Last year ushered in a bevy of new rules and regulations that are already affecting the healthcare industry: a fix to the sustainable growth-rate pay formula for physicians; a mandatory bundled-payment program that would affect 67 markets across the country; tweaks to the CMS' value-based payment program; clarifications of waivers that aim to give states more flexibility in molding their Medicaid programs; and a down-to-the-wire budget deal that delayed taxes on Cadillac plans, medical devices and health insurance. But 2016 is expected to be just as eventful, with more rules and regulations expected.
2016 will bring flurry of new rules and regulations affecting healthcare
Health plans will face penalties for publishing inaccurate provider directories: Medicare Advantage plans will have to pay $25,000 per day per member, while federal exchange plans must pay $100 per day per member.
All employers with at least 50 full-time-equivalent employees must offer affordable health insurance or face penalties under the Affordable Care Act, which would be a minimum of $2,000 per full-time employee. Previously, the rule applied only to companies with 100 or more FTE employees.
The CMS will implement Medicare's mandatory value-based purchasing program for home health agencies in nine states.
The CMS is expected to finalize the “60-day rule,” requiring providers and suppliers to return overpayments to Medicare no later than 60 days after they are identified.
HHS' Office for Human Research Protections and 15 other federal agencies will issue a final rule updating the “Common Rule” governing research on human subjects.
The CMS will propose rules on the methodology for the Merit-Based Incentive Payment system for Medicare's payments to physicians.
The CMS is expected to issue its final rule for Medicaid managed-care plans, including minimum medical-loss ratios.
Nearly 800 hospitals in 67 markets will begin participating in the CMS' mandatory Comprehensive Care for Joint Replacement bundled-payment model for hip and knee replacement operations.
The U.S. Food and Drug Administration will decide whether generic-drug makers can unilaterally update labels to reflect new safety-related information without waiting for brand-name manufacturers to update their labels.
The Federal Trade Commission and the U.S. Justice Department are expected to announce results of their antitrust review of the proposed Anthem-Cigna, Aetna-Humana, Walgreens-Rite Aid and Pfizer-Allergan mergers.
The Health Resources and Services Administration is expected to issue guidance on the 340B Drug Pricing Program, which requires drugmakers to offer discounts to providers serving low-income and uninsured patients.
The FDA is expected to issue rules for electronic cigarettes that could require the agency to regulate e-cigarettes as drugs or devices.

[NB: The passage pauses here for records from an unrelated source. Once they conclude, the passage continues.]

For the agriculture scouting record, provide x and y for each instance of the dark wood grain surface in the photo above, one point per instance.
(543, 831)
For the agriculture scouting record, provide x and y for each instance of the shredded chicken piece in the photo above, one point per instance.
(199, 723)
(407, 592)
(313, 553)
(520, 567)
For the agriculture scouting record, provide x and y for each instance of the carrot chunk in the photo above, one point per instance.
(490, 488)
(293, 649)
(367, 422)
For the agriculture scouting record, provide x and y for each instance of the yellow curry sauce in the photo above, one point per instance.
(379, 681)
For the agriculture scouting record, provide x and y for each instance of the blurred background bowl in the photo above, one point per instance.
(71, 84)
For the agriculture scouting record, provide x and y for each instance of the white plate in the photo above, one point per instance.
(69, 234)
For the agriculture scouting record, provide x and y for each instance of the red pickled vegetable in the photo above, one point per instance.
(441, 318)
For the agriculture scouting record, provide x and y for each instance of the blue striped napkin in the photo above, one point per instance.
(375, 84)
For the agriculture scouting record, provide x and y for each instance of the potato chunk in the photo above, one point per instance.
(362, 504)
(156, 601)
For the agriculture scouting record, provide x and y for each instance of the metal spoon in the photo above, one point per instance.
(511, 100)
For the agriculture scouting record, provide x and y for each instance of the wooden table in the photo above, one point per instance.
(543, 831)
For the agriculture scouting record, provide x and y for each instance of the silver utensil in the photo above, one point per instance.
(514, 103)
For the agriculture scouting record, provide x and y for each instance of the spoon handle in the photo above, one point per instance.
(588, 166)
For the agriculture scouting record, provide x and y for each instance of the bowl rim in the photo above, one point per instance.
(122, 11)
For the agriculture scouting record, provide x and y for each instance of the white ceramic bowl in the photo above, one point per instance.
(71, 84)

The CMS will issue a rule requiring healthcare providers to develop discharge plans for all Medicare inpatients and certain outpatients.
The CMS will issue a final rule on 2017 cost and quality benchmarking for accountable care organizations in the Medicare Shared Savings Program.
The U.S. Equal Employment Opportunity Commission will issue a rule clarifying that employers offering wellness programs as part of their health plans may provide limited financial and other incentives in exchange for an employee's spouse providing information about his or her current or past health status.
The Centers for Disease Control and Prevention will finalize guidelines for physicians who prescribe opioid pain medications.
The FDA will release final guidelines on the naming of biosimilar products, including requiring unique nonproprietary names to ensure consumers can differentiate between products.